30/04/2025
*"O que me prende aqui?"*
Moro há anos no mesmo bairro. Não na mesma casa, é verdade, mas os meus passos sabem o caminho — todo dia passo pelo lugar onde me fiz homem. E, se posso dizer com a boca cheia, digo: sou bem-aventurado. Tenho o raro privilégio de acessar os arquivos sagrados da minha memória, e cada esquina é uma gaveta que se abre com cheiro de infância e som de risada.
Ali, eu e meus amigos sentávamos pra conversar sobre tudo e nada. Ríamos de bobeira, brincávamos de pega-pega até o sol se esconder, como se o mundo coubesse em uma rua de asfalto gasto. Na outra quadra, vejo a casa onde morei. Ela ainda está de pé, mas não é mais a mesma. A pintura mudou, as janelas mudaram, as pessoas mudaram… e mesmo assim, eu sei que ali mora um pedaço de mim.
O mato tenta engolir as lembranças, a poeira quer apagar os rastros, mas a alma — essa teimosa — se recusa a esquecer. Ali foi meu refúgio, minha fortaleza, meu templo, e as risadas já não escuto mais, os grupinhos na esquina no tempo de inocência e as bolas jogadas lá na quele fundão já não vejo mais, aos poucos a vida foi dando rumo a cada um e hoje, só resta a história. Mas por que, meu Deus, o que ainda me prende aqui?
Já vivi em outras casas, outros bairros, até outras cidades. Mas em nenhum desses lugares fui tão inteiro quanto aqui. Foi aqui que meu ego aprendeu a andar de cabeça erguida. Foi aqui que aprendi a rir sem freio, a falar sem medo, a existir sem pedir licença.
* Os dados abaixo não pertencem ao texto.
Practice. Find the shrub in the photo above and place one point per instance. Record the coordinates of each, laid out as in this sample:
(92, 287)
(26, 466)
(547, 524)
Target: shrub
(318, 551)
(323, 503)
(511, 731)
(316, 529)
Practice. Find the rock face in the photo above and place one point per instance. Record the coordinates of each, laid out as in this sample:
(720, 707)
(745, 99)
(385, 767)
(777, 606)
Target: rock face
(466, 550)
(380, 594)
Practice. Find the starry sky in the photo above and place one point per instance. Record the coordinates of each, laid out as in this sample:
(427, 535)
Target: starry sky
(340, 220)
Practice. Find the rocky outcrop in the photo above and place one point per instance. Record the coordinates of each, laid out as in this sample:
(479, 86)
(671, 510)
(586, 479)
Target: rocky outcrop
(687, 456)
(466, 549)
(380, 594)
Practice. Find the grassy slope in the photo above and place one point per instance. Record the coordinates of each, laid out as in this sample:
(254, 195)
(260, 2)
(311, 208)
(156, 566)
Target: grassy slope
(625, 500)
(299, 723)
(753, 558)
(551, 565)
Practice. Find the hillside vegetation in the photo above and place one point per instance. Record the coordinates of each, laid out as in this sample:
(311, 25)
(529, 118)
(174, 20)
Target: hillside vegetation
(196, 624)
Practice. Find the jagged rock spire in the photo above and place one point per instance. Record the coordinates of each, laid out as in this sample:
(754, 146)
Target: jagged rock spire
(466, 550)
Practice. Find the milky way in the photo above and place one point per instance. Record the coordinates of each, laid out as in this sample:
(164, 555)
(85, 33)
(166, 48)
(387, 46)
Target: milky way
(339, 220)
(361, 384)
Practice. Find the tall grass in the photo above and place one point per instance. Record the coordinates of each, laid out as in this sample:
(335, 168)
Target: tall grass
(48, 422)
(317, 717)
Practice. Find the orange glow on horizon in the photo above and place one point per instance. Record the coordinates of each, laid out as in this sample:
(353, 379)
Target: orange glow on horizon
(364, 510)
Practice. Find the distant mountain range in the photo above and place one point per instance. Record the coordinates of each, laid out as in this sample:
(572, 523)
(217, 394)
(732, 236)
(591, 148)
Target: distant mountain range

Aqui, eu era só eu — e bastava.
Ahhh, quanta lembrança boa… E mesmo assim, essa pergunta me cutuca como vento frio no fim da tarde: o que me prende aqui?
Talvez o que me prende não seja o lugar, mas a eternidade que ele representa. O solo onde plantei minha primeira coragem. O palco onde fui protagonista da minha própria infância. O berço onde nasceu o homem que escreve agora.
E talvez, só talvez… o que me prende aqui seja amor.